Fat Embolism


Risk

  • Long bone fractures and pelvic fractures:

    • 80–100% fat embolism

    • Less than 1–30% FES

  • Male-female ratio: 4:1

  • Adult greatly increased over pediatric

  • Multiple fractures >single fractures

  • Pathologic fractures >traumatic fractures

  • Total hip, total knee replacement, intramedullary nailing:

    • 27–100% fat embolism

    • Unknown incidence FES

  • Unusual causes: Liposuction, fat injection, bone marrow harvest and/or transplantation, vertebroplasty, cardiopulmonary bypass, CPR, burns, pancreatitis, sickle cell disease, osteomyelitis, fatty liver, soft tissue injury

Perioperative Risks

  • FES: <10% mortality

  • Preexisting FES: Respiratory failure/ ARDS, RV dysfunction, shock, coagulopathy, neurologic dysfunction

  • Intraop fat embolism: Shock, hypoxemia

Worry About

  • Preexisting FES: Hypoxemia, reduced pulm compliance, pulm Htn, RV failure, hypotension, cardiac arrest, coagulopathy

  • Intraop embolism: Hypotension, RV failure, hypoxemia, paradoxical embolization, stroke, neurologic dysfunction (delirium to coma, postop)

Overview

  • Fat particles (globules of marrow fat) traveling into blood and lung.

  • Must distinguish fat embolism, from FES (triad of hypoxemia, petechiae, and neurologic abnormalities). Fat embolism is more common than FES.

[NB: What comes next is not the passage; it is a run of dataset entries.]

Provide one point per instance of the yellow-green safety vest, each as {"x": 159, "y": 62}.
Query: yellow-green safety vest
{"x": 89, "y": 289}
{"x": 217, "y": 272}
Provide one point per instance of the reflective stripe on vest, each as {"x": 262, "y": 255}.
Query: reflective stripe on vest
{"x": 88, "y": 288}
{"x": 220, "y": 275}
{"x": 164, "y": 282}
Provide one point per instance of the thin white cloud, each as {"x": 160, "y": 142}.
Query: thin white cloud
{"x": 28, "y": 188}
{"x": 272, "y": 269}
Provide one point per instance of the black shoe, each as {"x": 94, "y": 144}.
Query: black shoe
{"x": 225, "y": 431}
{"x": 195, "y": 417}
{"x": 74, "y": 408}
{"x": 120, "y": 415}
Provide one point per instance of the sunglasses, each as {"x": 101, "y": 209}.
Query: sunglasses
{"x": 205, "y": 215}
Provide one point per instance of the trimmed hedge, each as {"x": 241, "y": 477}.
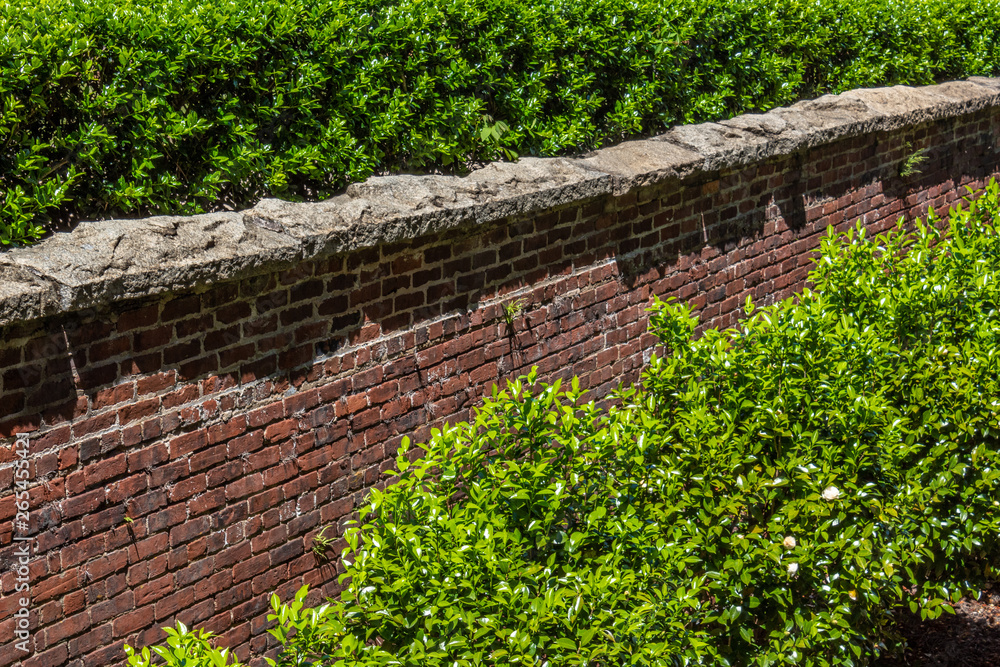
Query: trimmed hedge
{"x": 124, "y": 107}
{"x": 770, "y": 496}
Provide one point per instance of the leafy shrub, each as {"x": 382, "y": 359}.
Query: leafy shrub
{"x": 184, "y": 649}
{"x": 122, "y": 107}
{"x": 770, "y": 496}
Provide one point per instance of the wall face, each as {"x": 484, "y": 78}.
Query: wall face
{"x": 187, "y": 446}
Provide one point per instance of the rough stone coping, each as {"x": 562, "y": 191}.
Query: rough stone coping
{"x": 102, "y": 262}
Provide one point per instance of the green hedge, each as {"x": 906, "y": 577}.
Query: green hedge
{"x": 771, "y": 495}
{"x": 115, "y": 107}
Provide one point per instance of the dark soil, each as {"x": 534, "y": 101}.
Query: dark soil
{"x": 969, "y": 638}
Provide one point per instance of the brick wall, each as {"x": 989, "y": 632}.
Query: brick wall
{"x": 187, "y": 447}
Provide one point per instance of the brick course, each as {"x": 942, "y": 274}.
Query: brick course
{"x": 232, "y": 423}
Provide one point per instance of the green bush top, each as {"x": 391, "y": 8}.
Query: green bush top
{"x": 769, "y": 496}
{"x": 126, "y": 107}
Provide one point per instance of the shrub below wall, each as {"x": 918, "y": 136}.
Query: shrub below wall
{"x": 118, "y": 108}
{"x": 769, "y": 497}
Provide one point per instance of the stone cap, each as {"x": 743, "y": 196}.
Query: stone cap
{"x": 102, "y": 262}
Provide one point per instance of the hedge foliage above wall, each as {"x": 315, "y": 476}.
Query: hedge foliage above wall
{"x": 113, "y": 107}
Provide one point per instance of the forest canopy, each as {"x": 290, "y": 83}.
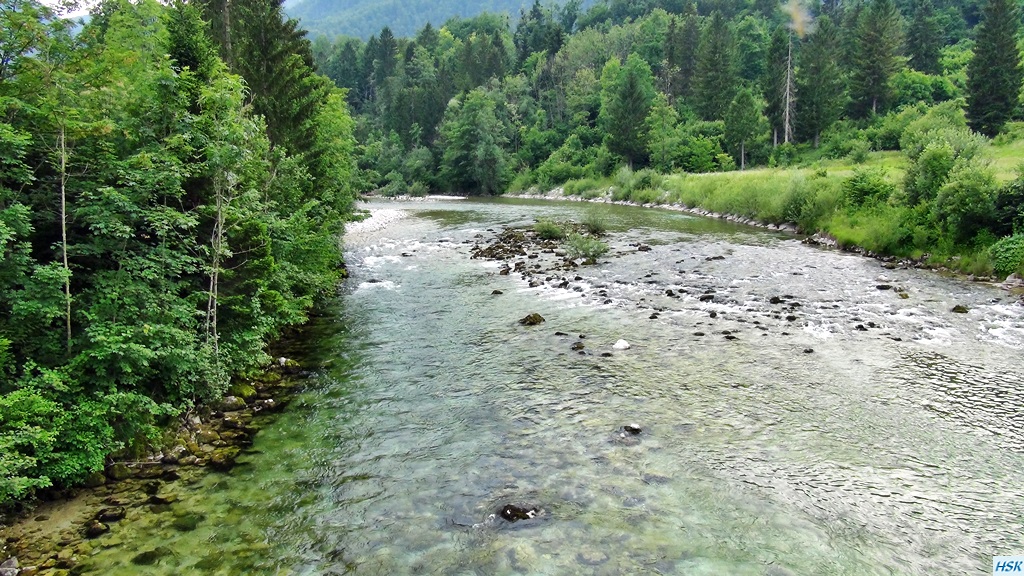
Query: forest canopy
{"x": 166, "y": 209}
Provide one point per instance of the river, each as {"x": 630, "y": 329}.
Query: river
{"x": 804, "y": 419}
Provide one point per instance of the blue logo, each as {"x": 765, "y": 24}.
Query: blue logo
{"x": 1008, "y": 565}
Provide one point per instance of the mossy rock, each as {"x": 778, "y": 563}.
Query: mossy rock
{"x": 244, "y": 391}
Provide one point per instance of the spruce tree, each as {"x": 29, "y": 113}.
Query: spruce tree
{"x": 627, "y": 94}
{"x": 820, "y": 81}
{"x": 924, "y": 38}
{"x": 878, "y": 49}
{"x": 994, "y": 75}
{"x": 715, "y": 81}
{"x": 744, "y": 124}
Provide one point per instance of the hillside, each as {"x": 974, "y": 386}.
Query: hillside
{"x": 364, "y": 18}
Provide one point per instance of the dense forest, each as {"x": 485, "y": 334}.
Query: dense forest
{"x": 363, "y": 18}
{"x": 173, "y": 181}
{"x": 626, "y": 91}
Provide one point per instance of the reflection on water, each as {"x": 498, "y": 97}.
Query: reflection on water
{"x": 842, "y": 429}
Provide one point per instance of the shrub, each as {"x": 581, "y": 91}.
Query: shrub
{"x": 1008, "y": 255}
{"x": 866, "y": 186}
{"x": 967, "y": 201}
{"x": 522, "y": 181}
{"x": 594, "y": 223}
{"x": 549, "y": 230}
{"x": 418, "y": 189}
{"x": 590, "y": 249}
{"x": 1010, "y": 206}
{"x": 858, "y": 151}
{"x": 583, "y": 187}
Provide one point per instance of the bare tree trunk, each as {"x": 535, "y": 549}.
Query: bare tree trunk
{"x": 788, "y": 111}
{"x": 216, "y": 244}
{"x": 62, "y": 148}
{"x": 227, "y": 34}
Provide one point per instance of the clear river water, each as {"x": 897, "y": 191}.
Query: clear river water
{"x": 805, "y": 419}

  • FES can produce mild pulm dysfunction to severe ARDS.

  • Pulm Htn and acute RV failure may occur in severe cases of FES.

  • Typically the onset of signs and symptoms of FES happen 12–72 h following injury.

  • Fat embolism occurs commonly during femoral reaming and cementing in hip arthroplasty.

  • FES is confounded with cement reaction during arthroplasty.